By Carole Glines, ,
Published September 27, 2017
Whether for recreation, health and fun or just to get to work, more and more Americans are riding bicycles. But their numbers might be even greater if the pedal-pushers felt safer on the roads — particularly at night and in cities.
Now, an innovative product is making that possible. Called the Blaze Laserlight, it projects a green image of a bike 20 feet ahead of a cyclist, alerting drivers and pedestrians that a real bike is coming their way.
The gadget is being road-tested by bike-sharing services such as Citi Bike in New York. Individual consumers, meanwhile, can buy them online.
Emily Brooke, the founder and CEO of the U.K. company Blaze, told Fox News she invented the Laserlight because she found "the cities were stressful, dangerous [and] exhausting" while bicycling.
"Other people aren't looking out for you," she said.
The Laserlight combines a white light, which complies with a British law mandating lights on the handlebars, with a laser image that gets beamed out of blind spots, junctions and situations where bicyclists can’t be seen. The laser projects a green image of a bike onto the ground about 20 feet in front of the rider.
"That gives you a bigger footprint on the road and allows drivers in front of you to see that you're there and stops them turning across your path,” Brooke said. “It tackles the most common cause of fatality, which is the blind spot."
According to Brooke, 79 percent of bicycles involved in crashes are traveling straight ahead when a vehicle turns into them. She said she chose the 20-foot distance because it's half the length of a bus, and she wanted the laser image to be green because "the human eye is most sensitive to green light."
Drivers "just see it and all they need to do is not turn, not react, not turn into the cyclist or not pull out,” she said. “People see it and go, ‘What is that?’ And that's perfect, as long as they don't make that turn, which can be potentially fatal…."
Brooke said the Laserlight alerts not only drivers, but pedestrians, too, about oncoming bikes. "One of the most obvious cases,” she said, “is pedestrians stepping off the pavement in front of [cyclists], especially when they're glued to a smartphone and they step into a bike lane. They see [the Laserlight] coming before they see you."

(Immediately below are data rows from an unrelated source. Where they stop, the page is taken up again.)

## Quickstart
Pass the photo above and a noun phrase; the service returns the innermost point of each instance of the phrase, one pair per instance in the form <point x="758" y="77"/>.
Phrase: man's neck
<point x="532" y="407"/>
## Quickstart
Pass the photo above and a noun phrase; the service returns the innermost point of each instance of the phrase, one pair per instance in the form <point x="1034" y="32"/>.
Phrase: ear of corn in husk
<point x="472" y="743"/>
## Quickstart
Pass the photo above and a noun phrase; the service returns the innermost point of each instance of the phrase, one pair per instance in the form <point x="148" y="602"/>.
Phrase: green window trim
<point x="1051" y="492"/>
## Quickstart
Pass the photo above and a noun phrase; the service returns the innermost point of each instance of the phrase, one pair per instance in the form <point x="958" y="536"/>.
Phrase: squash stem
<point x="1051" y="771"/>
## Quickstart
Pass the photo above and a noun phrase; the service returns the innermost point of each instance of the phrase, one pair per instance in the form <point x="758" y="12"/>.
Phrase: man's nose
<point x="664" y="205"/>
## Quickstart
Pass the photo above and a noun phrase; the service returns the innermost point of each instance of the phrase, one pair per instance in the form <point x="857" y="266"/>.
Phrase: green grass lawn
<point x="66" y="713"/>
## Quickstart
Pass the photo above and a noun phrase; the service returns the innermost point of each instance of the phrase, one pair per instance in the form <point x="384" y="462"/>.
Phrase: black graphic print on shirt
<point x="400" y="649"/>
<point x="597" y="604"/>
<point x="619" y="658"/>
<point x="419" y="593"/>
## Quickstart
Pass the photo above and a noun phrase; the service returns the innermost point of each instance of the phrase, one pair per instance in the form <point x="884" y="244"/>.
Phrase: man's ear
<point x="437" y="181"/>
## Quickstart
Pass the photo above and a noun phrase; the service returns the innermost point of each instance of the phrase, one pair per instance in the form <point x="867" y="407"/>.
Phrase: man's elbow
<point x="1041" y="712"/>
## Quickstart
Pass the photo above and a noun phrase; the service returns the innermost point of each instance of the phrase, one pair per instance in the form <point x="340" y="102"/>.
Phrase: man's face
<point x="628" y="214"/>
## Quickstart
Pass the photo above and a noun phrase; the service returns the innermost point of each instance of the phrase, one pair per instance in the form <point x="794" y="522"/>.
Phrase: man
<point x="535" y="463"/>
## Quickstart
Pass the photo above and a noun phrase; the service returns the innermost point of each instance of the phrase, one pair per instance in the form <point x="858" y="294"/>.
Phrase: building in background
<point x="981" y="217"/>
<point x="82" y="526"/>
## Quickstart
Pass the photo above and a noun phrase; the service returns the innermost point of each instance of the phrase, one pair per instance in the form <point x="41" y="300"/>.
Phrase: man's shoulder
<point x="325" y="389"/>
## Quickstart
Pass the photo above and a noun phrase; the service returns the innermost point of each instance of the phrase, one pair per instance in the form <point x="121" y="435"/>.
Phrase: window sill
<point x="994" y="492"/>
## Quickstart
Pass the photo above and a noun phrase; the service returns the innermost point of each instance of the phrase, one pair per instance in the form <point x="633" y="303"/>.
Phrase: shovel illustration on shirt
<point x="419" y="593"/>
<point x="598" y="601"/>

The Laserlight is waterproof, it clips on and off easily and it’s durable. ("One got run over by a truck and it still works," Brooke said.) Its rechargeable battery lasts about two months between charges.
Brooke said independent British studies have shown the Blaze works well around buses, vans, cars and trucks, in different light conditions and road surfaces.
"They found that a bicycle with a Laserlight is more visible to a driver in pitch black than a bike without one in broad daylight….75 percent of [cyclists] said they felt more confident riding with a Laserlight," she said.
That's true, she added, not only in the city, but in rural and suburban areas, where bike riders feel "it's often a lot darker."
Meanwhile, Citi Bike, New York City’s 4-year-old bike-share program, is testing Laserlights on 250 of its bikes.
"Riding in New York comes with its challenges,” Citi Bike spokeswoman Dani Simons told Fox News. “Our streets are very crowded. People have to contend with drivers, with pedestrians, with other cyclists on the road, so the Blaze lights really help make you a little bit more visible on the streets."
She said she took a test ride with a Blaze-equipped bike and was impressed.
"I remember stopping near an intersection near where I live, and little kids are like, 'Wow, look at that. That's so cool,'" she said. "And I had other women stop me while I was riding and ask me about it and want to know where I got it and how it works."
Marketing the safety feature to women during Citi Bike’s pilot program with Laserlight is especially important to Simons.
"Right now, women make up about 30 percent of our ridership, and we think that should obviously be closer to 50 percent, which is what women are in the population,” she said. “And we think doing more visible things to demonstrate our commitment to safety and to make the bikes feel safer will be more inviting to more women.”